The study found that a three-pronged treatment can trigger axonal regeneration after spinal cord injury
The study found that a three-pronged treatment can trigger axonal regeneration after spinal cord injury
Copyright © iCell Bioscience Inc, Shanghai 2018-2019
When people suffer from spinal cord injury, this can damage the axons and prevent the brain from sending signals to neurons beneath the injury site, leading to loss of paralysis and other neurological functions such as bladder control and hand strength. Axons are tiny nerve fibers that connect our neurons and enable them to communicate.
In a new study, researchers from the University of California, Los Angeles, Harvard, and the Swiss Federal Institute of Technology identified a three-pronged treatment that triggers axonal to undergo complete spinal cord in rodents. It can be regenerated after injury.
Decades of research have shown that our nerve fibers require three processes to grow: first, to initiate axonal growth through genetic programming; second, molecular pathways on which fiber capture and growth depend; and third, to attract axons along A protein "breadcrumb" trajectory that grows in a particular direction.

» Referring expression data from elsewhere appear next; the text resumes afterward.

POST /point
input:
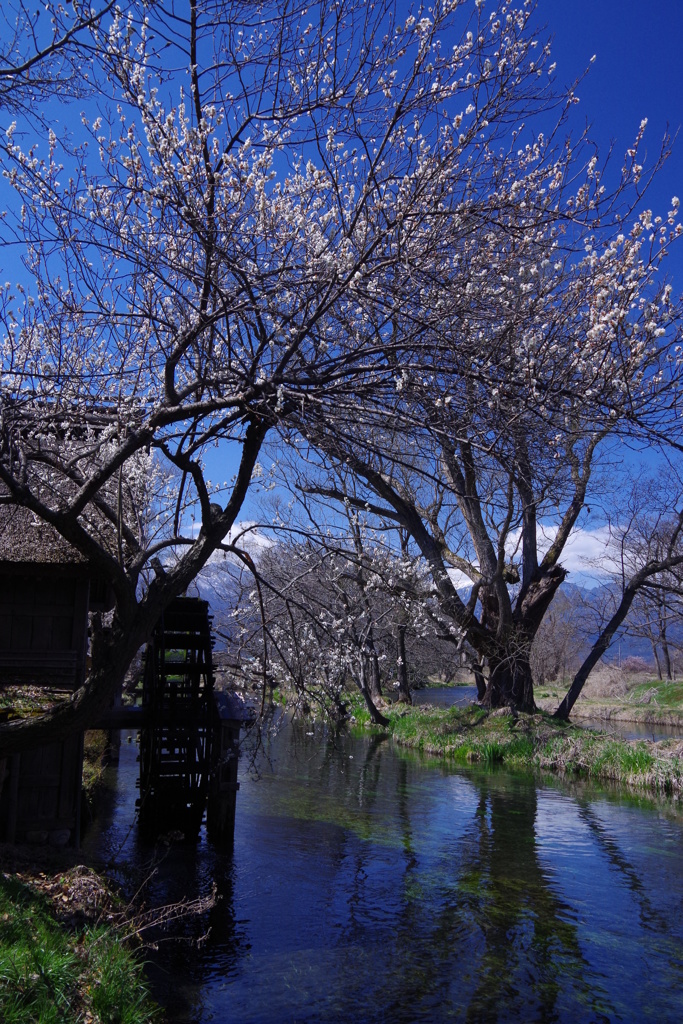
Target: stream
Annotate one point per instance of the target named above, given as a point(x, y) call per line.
point(370, 885)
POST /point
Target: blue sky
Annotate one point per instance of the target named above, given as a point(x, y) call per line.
point(638, 73)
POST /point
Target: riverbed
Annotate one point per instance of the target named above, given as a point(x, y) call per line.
point(368, 885)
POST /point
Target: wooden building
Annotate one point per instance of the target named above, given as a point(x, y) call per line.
point(46, 592)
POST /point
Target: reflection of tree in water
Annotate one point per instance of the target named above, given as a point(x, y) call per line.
point(499, 944)
point(530, 952)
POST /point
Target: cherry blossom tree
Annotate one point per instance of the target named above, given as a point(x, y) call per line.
point(554, 341)
point(217, 247)
point(45, 49)
point(645, 556)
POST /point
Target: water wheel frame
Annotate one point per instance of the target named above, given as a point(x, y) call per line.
point(176, 741)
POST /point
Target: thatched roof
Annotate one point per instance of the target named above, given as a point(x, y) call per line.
point(26, 539)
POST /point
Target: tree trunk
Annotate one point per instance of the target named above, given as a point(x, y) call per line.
point(510, 685)
point(656, 659)
point(480, 682)
point(401, 667)
point(376, 716)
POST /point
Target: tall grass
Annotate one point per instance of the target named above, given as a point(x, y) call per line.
point(53, 974)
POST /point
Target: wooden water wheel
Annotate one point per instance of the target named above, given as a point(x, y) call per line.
point(175, 744)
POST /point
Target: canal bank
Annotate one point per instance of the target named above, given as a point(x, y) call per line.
point(372, 883)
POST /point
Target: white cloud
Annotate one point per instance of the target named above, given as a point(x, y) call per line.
point(587, 554)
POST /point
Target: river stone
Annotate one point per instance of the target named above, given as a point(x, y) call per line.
point(59, 837)
point(36, 836)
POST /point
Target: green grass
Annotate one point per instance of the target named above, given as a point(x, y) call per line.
point(530, 742)
point(53, 974)
point(668, 694)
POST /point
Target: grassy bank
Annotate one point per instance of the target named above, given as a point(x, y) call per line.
point(535, 742)
point(63, 954)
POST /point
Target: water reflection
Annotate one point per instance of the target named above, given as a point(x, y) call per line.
point(368, 886)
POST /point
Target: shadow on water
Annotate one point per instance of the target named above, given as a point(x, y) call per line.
point(366, 885)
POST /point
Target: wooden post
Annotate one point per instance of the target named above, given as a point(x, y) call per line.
point(223, 784)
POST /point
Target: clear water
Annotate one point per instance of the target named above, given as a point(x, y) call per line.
point(369, 886)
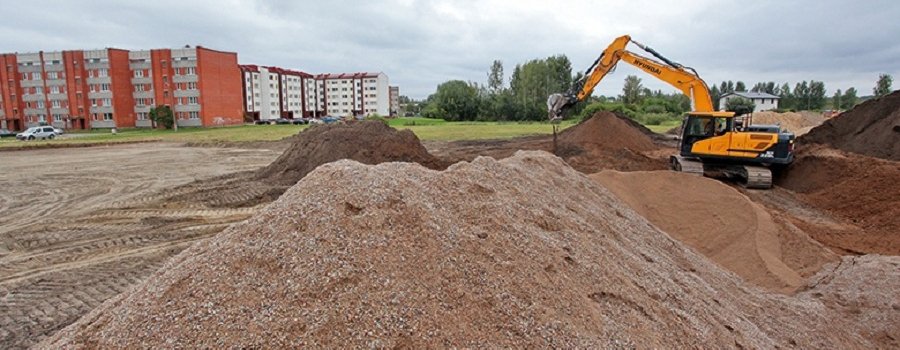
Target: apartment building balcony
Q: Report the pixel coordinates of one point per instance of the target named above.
(30, 69)
(101, 109)
(31, 83)
(143, 94)
(187, 108)
(139, 65)
(100, 94)
(190, 122)
(57, 96)
(33, 97)
(141, 80)
(186, 93)
(96, 65)
(184, 79)
(99, 80)
(184, 63)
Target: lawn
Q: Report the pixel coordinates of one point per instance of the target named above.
(425, 129)
(664, 126)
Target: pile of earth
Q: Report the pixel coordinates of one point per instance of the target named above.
(798, 123)
(860, 189)
(399, 256)
(368, 142)
(722, 224)
(610, 141)
(871, 128)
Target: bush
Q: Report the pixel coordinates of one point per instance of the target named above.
(655, 118)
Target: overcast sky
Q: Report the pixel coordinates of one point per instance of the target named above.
(420, 44)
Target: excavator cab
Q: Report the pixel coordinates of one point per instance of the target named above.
(699, 126)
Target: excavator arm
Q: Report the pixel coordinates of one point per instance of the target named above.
(683, 78)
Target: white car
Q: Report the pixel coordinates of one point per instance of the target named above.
(37, 132)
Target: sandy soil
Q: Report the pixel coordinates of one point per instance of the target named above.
(79, 226)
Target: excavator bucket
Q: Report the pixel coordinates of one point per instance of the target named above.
(556, 103)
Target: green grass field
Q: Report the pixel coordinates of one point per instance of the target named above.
(425, 129)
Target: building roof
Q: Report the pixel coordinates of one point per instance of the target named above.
(751, 95)
(348, 75)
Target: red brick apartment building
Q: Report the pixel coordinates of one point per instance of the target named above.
(83, 89)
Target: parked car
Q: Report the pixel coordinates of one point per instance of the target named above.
(37, 132)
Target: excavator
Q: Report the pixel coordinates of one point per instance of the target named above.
(711, 142)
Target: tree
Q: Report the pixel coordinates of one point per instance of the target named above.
(883, 85)
(836, 100)
(739, 105)
(816, 95)
(162, 115)
(455, 100)
(849, 99)
(631, 91)
(531, 83)
(801, 94)
(786, 98)
(495, 77)
(714, 94)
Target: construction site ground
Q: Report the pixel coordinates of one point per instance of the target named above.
(82, 227)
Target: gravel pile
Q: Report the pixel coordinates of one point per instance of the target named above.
(523, 252)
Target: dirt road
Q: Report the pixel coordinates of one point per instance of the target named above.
(79, 226)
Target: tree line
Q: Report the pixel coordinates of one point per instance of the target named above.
(529, 85)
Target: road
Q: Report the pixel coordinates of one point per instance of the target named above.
(80, 225)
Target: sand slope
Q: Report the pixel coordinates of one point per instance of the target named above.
(718, 221)
(522, 252)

These three processes are active when a person develops in the womb. After birth, they are turned off, but the genes that control the growth process are still asleep in our bodies. Re-awake these genes and then restart the process in a three-pronged approach.
First, the researchers reactivated nerve cells in the spinal cord of mice by injecting osteopontin, insulin-like growth factor 1 and ciliated neurotrophic factors in a harmless virus. Two weeks later, the researchers anesthetized the mice and lost their connection between the axons in the lower part of the spinal cord. Only their hind legs are affected, but they are still able to move and eat.

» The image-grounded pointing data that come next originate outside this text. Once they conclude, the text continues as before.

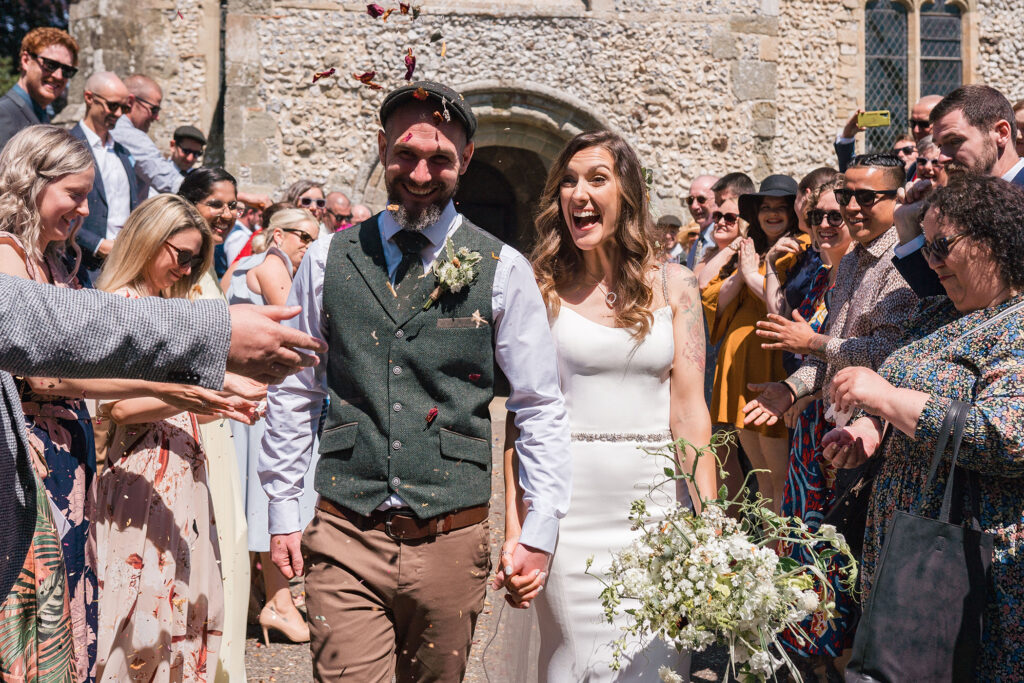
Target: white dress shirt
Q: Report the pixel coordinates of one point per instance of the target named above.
(523, 348)
(116, 187)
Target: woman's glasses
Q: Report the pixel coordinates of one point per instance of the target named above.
(938, 249)
(306, 202)
(864, 197)
(186, 258)
(815, 216)
(301, 235)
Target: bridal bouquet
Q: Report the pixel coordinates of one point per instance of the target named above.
(696, 580)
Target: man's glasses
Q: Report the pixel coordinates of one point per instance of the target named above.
(815, 216)
(938, 250)
(306, 202)
(219, 206)
(301, 235)
(52, 66)
(113, 107)
(154, 109)
(186, 258)
(864, 197)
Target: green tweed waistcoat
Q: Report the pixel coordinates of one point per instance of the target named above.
(390, 363)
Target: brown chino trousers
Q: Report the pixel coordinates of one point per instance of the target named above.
(379, 607)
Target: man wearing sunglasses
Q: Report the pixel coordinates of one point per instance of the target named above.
(867, 305)
(975, 129)
(115, 191)
(154, 172)
(47, 60)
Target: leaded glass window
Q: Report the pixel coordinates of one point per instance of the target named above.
(941, 68)
(886, 82)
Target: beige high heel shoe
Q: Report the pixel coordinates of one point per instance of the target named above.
(295, 629)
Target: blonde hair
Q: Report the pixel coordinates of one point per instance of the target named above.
(148, 227)
(558, 262)
(35, 158)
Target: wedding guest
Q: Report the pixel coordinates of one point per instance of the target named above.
(733, 305)
(115, 193)
(809, 491)
(266, 278)
(967, 347)
(47, 60)
(629, 333)
(404, 455)
(161, 608)
(307, 195)
(212, 190)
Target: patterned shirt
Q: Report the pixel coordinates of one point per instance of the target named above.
(868, 308)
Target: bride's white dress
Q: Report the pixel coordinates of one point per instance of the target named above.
(616, 393)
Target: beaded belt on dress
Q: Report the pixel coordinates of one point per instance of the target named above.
(646, 437)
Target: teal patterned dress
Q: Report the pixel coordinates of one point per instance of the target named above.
(985, 370)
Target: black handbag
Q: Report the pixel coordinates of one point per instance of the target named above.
(923, 621)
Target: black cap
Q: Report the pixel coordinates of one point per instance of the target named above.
(773, 185)
(444, 97)
(189, 133)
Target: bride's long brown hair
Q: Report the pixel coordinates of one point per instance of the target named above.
(558, 262)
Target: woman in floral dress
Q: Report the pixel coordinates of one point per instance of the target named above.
(969, 347)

Two days after the injury, the researchers used fibroblast growth factor 2 = and epidermal growth factor for a second treatment of the lesion to create a new pathway that is more suitable for axonal growth. Finally = release of a third group of molecules known as chemoattractant---glial cell-derived neurotrophic factor =---. The axons look for these chemical "bread crumbs", where the chemical "bread crumbs" provide the target location. For the purposes of this study, the target location refers to the spinal tissue present on the other side of the injury site.
When the researchers examined the spinal cord tissue of mice treated with this three-pronged approach, they found that not only axonal growth through scar tissue, but also many nerve fibers have penetrated into the spinal cord tissue on the other side of the injury site. The neurons there have established new connections. None of the mice receiving this combination showed axonal regeneration in the injured area.

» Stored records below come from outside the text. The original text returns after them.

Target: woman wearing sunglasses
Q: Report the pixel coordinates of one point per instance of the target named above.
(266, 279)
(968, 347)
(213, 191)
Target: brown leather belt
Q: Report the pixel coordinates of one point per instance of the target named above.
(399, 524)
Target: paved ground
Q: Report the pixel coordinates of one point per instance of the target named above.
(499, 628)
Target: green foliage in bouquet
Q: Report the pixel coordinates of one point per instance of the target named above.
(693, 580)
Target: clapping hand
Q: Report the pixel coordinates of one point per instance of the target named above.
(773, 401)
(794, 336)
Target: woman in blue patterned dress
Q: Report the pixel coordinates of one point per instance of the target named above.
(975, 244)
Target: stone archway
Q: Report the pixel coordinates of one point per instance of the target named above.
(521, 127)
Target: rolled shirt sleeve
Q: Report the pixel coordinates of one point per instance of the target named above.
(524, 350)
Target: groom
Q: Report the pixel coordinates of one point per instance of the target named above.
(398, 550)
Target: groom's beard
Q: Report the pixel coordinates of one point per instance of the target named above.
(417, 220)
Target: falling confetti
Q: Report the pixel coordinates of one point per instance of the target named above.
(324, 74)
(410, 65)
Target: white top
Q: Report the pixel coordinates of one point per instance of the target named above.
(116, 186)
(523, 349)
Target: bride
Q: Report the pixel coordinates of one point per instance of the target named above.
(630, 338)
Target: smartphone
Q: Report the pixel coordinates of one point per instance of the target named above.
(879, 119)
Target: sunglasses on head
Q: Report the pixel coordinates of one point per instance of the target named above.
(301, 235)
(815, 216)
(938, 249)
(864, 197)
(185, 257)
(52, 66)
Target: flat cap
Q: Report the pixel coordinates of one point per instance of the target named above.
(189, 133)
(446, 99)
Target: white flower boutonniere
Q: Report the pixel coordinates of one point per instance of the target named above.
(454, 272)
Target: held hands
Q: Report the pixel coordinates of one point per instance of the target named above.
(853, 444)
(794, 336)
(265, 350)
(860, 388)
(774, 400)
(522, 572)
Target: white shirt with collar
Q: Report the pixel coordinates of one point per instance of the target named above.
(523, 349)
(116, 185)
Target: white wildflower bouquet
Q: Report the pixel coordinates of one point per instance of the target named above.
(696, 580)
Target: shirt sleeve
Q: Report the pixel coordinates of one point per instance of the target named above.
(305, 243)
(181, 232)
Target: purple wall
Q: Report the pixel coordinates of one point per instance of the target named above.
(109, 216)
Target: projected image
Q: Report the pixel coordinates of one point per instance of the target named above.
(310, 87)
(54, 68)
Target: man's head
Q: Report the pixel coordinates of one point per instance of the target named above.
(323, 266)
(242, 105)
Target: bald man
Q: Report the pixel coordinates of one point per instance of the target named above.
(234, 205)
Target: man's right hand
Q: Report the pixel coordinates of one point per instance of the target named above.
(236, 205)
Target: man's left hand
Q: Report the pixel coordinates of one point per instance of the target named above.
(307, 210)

In order to test the reproducibility of these findings, repeated experiments were performed on rats, and robust results were also obtained. New findings were obtained when testing whether newly regenerated axons could perform electrical activity in these living animals.
When the spinal cord of these animals is stimulated with low current above the injury site, these regenerated axons transmit 20% of normal electrical activity below the injury site. In contrast, animals that did not receive treatment did not show this.
Although these findings suggest that these newly formed connections are capable of transmitting signals across the site of injury, the mobility of these rodents has not improved.
These regenerated axons act like axons formed during development, but they do not immediately support coordination. Just as newborns must learn to walk, axons that regenerate after injury will require training and practice before they can resume function.
The researchers then sought to explore how to retrain these newly formed neural connections in order to restore the movement of these animals.